Ungkapan sakral itu kembali bermain di gendang telinga Arin, pada suatu hari saat Arga lelaki pencuri hatinya menyatakan tulus perasaannya. Hanya tatapan haru dan anggukan penuh arti mewakili kata-kata yang tak mampu terucap dari bibir Gadis itu, tanpa diminta Ia pun menanam niatan yang sama, mengarungi mahligai rumah tangga dalam janji setia.
"Terimakasih, Ar. Seperti kamu aku akan selalu menjaga kebersamaan ini, semoga Tuhan kan merestui ikhtiar kita. Sampai kelak kita benar-benar bersatu," ujar Arin dengan mata berkaca-kaca.
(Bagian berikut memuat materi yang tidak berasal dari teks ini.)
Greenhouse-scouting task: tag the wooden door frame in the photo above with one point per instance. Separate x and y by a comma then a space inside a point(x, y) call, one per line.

"Insya Allah sayang, akan ada kegembiraan untuk niat baik kita." Jawab Arga sembari menggenggam tangan Gadis itu erat-erat.
Segalanya terlewati begitu saja, kebersamaan yang tak ada akhir, rindu tumbuh dan hadir menitip pendar bahagia yang membunga. Di mana ada Arin di situ Arga ikut serta.
***
Suatu hari Arin dihadapkan pada sebuah dilema karena sikap adiknya, senyum-senyum sendiri kadang bengong, bahkan sering keluar rumah tanpa pamit. Ia pun berusaha mencari tahu lewat mama, tapi perempuan itu hanya menggelengkan kepala. Tak putus asa didekatinya Mery, saat Gadis kecil itu duduk sendirian di taman belakang.
"Ada apa denganmu, Mer. Sepertinya kau menyembunyikan sesuatu dari kakak!" ditepuknya pundak Mery, adik semata wayangnya, setelah beberapa hari terakhir ini  menangkap keanehan sikap Gadis itu.
"Ah ... kakak mau tahu aja, biasalah masalah hati." Jawab Mery sembari ngeloyor pergi. Arin hanya geleng-geleng kepala dibuatnya. Rasa cemas dan takut tiba-tiba menyergap, antara tanya dan rasa penasaran bergolak di dadanya.